Goodreads Choice Award

Nominee for Best Memoir & Autobiography (2023)

From the bestselling author of ALL YOU CAN EVER KNOW comes a searing memoir of family, class and grief—a daughter’s search to understand the lives her adoptive parents led, the life she forged as an adult, and the lives she’s lost. In this country, unless you attain extraordinary wealth, you will likely be unable to help your loved ones in all the ways you’d hoped. You will learn to live with the specific, hollow guilt of those who leave hardship behind, yet are unable to bring anyone else with them.  Nicole Chung couldn’t hightail it out of her overwhelmingly white Oregon hometown fast enough. As a scholarship student at a private university on the East Coast, no longer the only Korean she knew, she found community and a path to the life she'd long wanted. But the middle class world she begins to raise a family in – where there are big homes, college funds, nice vacations – looks very different from the middle class world she thought she grew up in, where paychecks have to stretch to the end of the week, health insurance is often lacking, and there are no safety nets. When her father dies at only sixty-seven, killed by diabetes and kidney disease, Nicole feels deep grief as well as rage, knowing that years of precarity and lack of access to healthcare contributed to his early death.
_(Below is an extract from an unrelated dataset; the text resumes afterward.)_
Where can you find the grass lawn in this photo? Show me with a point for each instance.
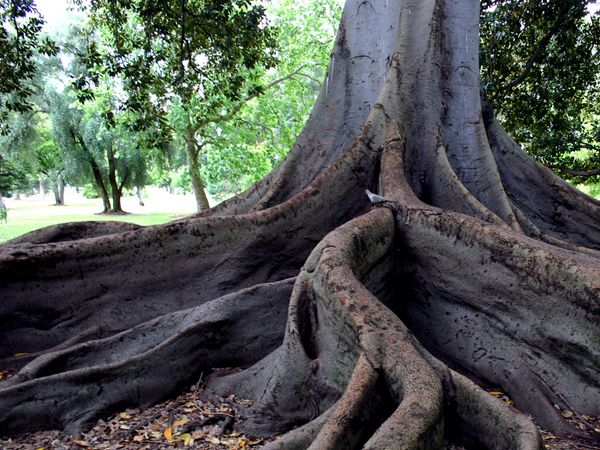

And then the unthinkable happens – less than a year later, her beloved mother is diagnosed with cancer, and the physical distance between them becomes insurmountable as COVID-19 descends upon the world.   Exploring the enduring strength of family bonds in the face of hardship and tragedy,  A Living Remedy  examines what it takes to reconcile the distance between one life, one home, and another – and sheds needed light on some of the most persistent and grievous inequalities in American society.


Genres

Memoir


Content Warnings Cancer, Death, Anxiety, Depression, Suicidal Ideation


256 pages, Hardcover

First published April 4, 2023


Average Ratings

Goodreads - 4.05

Amazon - 4.0


My Verdict

Chung is the author of All You Can Ever Know. In that book, she explored the circumstances of her adoption. In this book, her 2nd memoir, she takes on the broken U.S. health care system; the brutality of capitalism; the hurt of everyday racism; and the devastating shock of losing her adoptive parents and the family narrative that, for so long, was all she knew.

Chung writes with longing for a past she never had; for her flawed home state; and for a more compassionate future.

A Living Remedy illustrates the power of resilience. I give this one 4 stars.